Unclear if Direction has “immediate effect” or requires Council approval
The Minister eventually issued the Direction to Donegal County Council on 3 October 2014 <PDF copy here> but this was under subsection 31(11)(a)(ii) of the Act and was done without the appointment of an Inspector as provided for under subsection 31(11)(b). This is significant, if the Minister had appointed an Inspector any subsequent direction issued would have been made under subsection 31(16) of the Act and would have had “immediate effect and its terms are considered incorporated into the [development] plan” (subsection 31(17)). The failure to appoint an Inspector leaves uncertainty as to when, if at all, the County Development Plan has been amended as per the Ministerial Direction. Furthermore, the Direction issued by the Minister failed to set an effective date or a deadline, nor is an effective date or deadline provided for in the Act, within which elected members must comply with such a Direction under subsection 31(11)(a)(ii).
From media reports (as no minutes are yet available) the issue of the Ministerial Direction was not raised at any of the subsequent Donegal County Council meetings before Christmas and no motion was ever put to the elected representatives to adopt the Direction and amend the development plan accordingly. It is important to note that the making and amending of a development plan is a reserved function of the elected representatives. While the elected members may have little choice but to accept such a motion to change the plan, as Directed by the Minister, nevertheless changes to a development must be adopted by resolution of the elected members before taking effect. Any effort by the Council Executive to amend the plan without a resolution of the elected members would appear to be unlawful.
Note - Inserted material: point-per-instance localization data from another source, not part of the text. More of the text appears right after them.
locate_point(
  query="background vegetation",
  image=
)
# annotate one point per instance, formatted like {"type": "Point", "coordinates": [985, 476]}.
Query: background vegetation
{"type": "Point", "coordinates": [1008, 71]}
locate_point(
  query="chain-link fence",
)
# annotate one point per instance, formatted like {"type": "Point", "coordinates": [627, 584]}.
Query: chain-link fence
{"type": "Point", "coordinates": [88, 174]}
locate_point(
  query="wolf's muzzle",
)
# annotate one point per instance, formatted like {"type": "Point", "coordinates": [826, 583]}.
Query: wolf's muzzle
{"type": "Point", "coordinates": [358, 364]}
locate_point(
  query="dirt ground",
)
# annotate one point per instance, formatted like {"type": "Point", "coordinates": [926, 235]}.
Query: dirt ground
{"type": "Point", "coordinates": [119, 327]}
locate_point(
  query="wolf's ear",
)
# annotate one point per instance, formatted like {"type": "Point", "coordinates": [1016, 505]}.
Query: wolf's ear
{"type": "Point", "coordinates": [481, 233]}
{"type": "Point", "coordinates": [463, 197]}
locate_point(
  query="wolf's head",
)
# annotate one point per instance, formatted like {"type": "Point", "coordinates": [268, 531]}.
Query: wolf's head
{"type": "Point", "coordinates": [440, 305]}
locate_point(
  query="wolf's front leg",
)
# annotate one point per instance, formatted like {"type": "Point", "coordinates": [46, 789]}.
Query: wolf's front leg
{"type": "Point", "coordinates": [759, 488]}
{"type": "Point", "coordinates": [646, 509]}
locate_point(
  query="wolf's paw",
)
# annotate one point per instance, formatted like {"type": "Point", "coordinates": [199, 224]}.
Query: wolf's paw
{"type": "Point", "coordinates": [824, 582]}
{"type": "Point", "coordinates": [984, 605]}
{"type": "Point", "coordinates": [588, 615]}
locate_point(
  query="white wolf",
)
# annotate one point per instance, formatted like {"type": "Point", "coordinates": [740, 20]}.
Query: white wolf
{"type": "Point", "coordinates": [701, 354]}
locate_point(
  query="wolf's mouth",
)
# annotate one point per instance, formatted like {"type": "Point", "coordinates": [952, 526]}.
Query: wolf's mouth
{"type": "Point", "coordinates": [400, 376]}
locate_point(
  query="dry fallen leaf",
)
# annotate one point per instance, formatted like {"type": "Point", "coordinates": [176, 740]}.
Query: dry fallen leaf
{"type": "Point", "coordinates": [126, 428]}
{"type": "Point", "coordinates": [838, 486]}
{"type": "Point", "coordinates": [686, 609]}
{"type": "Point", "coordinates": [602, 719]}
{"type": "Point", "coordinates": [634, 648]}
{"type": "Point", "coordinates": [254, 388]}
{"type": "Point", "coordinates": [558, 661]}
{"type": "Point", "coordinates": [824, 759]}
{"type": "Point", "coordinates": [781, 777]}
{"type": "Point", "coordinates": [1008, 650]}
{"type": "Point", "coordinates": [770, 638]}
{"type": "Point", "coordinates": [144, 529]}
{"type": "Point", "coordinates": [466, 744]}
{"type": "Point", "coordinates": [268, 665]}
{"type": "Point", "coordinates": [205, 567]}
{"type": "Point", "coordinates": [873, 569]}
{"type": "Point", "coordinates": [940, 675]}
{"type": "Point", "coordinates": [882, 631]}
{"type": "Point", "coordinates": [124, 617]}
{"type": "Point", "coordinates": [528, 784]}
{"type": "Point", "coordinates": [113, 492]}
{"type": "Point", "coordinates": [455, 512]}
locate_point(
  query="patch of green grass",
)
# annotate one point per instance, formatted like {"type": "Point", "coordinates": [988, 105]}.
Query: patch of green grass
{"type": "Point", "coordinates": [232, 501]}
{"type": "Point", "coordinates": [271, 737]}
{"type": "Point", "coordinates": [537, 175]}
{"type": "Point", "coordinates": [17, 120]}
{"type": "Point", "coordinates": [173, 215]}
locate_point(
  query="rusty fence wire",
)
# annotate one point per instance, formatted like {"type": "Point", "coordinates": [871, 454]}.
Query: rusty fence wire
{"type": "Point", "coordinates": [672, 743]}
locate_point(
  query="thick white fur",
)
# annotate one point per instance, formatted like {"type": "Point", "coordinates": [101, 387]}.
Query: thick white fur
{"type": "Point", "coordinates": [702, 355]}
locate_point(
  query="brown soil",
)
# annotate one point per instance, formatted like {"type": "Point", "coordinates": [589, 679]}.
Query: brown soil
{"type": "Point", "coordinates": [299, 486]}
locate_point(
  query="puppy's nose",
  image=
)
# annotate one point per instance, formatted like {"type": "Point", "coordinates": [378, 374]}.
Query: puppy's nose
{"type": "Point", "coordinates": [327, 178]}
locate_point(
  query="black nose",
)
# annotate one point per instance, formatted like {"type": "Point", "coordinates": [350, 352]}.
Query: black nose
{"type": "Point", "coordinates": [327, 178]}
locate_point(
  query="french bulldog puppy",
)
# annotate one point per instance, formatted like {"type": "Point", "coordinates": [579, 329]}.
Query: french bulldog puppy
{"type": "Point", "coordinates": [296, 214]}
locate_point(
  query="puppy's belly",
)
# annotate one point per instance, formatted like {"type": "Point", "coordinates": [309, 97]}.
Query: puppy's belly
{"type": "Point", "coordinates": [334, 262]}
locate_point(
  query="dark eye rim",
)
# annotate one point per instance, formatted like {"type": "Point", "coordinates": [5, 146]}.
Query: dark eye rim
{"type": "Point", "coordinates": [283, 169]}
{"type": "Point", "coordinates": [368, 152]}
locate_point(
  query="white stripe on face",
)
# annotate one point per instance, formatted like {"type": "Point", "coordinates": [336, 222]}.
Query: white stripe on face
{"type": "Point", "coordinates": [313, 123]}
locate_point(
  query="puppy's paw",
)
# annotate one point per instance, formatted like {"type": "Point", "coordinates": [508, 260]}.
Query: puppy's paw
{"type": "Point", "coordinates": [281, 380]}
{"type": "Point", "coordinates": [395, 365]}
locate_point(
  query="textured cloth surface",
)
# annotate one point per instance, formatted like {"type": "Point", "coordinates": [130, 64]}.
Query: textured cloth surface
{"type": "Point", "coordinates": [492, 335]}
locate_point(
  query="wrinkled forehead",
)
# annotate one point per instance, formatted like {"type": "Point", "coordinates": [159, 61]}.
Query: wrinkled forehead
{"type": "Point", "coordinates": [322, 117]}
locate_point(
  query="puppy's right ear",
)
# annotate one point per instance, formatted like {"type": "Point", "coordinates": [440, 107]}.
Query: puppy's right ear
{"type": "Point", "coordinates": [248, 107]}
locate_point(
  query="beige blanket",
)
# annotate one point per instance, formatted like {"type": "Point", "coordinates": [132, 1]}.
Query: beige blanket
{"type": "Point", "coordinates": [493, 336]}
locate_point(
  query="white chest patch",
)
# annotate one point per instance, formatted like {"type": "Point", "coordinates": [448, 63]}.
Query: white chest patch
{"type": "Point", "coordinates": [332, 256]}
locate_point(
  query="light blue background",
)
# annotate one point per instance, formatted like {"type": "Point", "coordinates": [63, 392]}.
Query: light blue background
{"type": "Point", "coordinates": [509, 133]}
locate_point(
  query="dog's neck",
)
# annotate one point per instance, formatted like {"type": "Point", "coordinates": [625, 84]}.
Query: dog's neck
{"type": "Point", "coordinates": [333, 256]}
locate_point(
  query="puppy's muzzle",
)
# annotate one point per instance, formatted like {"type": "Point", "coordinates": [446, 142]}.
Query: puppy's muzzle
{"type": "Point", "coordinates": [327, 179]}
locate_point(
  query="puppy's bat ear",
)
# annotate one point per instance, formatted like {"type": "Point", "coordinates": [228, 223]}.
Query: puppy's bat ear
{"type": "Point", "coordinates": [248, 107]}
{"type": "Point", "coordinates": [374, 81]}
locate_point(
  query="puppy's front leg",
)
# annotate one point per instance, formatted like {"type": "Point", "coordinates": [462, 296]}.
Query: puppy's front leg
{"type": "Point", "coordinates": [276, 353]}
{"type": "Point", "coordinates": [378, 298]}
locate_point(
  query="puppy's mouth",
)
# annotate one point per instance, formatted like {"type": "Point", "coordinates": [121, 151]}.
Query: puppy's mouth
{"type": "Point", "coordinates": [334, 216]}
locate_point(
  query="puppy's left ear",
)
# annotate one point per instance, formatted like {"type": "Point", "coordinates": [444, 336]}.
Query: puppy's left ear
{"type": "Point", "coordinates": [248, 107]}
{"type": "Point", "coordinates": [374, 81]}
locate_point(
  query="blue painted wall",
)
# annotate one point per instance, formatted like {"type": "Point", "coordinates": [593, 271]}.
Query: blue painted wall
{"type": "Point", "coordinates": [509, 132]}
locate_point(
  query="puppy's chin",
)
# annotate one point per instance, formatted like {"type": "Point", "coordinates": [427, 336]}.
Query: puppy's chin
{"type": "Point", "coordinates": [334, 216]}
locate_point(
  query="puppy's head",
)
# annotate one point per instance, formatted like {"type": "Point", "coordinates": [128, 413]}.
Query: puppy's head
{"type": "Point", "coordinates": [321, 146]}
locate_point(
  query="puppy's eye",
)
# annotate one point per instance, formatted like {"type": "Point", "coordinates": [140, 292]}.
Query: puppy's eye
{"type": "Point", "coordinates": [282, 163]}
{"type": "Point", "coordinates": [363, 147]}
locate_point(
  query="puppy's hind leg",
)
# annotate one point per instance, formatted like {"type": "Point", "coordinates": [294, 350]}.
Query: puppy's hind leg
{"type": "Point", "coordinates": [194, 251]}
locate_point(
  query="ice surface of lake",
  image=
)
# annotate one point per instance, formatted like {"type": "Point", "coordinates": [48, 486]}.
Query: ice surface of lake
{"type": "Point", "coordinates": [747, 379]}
Therefore, despite the Direction being issued on 3 October 2014 the variation as passed on 30 June 2014 remains in force.
It is likely that these issues will be brought to the surface as part of Cllr. Campbell’s judicial review of the Ministerial Direction. While Cllr. Campbell has given a few interviews to the Donegal media in relation to the court action, see for example a Highland Radio interview (including audio) and a Donegal News article, little detail in relation to his precise legal arguments are in the public domain. However, Cronan Scanlon in his Donegal News report highlights that “a separate application to have a stay put on the implementation of Minister Kelly’s direction will be heard in the High Court on January 12.” (I presume this should read 13 January 2015 as the case – Campbell -v- Minister for Enviroment, Community & Local Gov 2014/712 JR -is listed for return to the court on that date by courts.ie.) It is likely that the “stay” will crystallise the issue and ensure that the variation, including the setbacks and zoning, as passed on 30 June 2014 remains in force, at least until the substantive issues are decided by the court.
Can the Council grant planning permission in contravention of variation no. 2?
This is more than just an interesting question as at least two applications for permission await a decision before Cllr. Campbell’s “stay” hearing. Given that the Ministerial Direction hasn’t been given effect, through a resolution of the elected members, it seems that should the Council planners be minded to grant permission, without seeking further information, for wind farm applications such as Corvin (DCC: 14/51295) or Clogheravaddy (DCC: 14/51305) that a vote on a material contravention under section 34(6) of the Planning and Development Act would be required. Alternatively an emergency meeting of the Council could be convened to give effect to the Ministerial Direction, albeit for a brief period before Cllr. Campbell’s “stay” is put in place. It seems wind farm planning in Donegal for 2015 will continue to intrigue.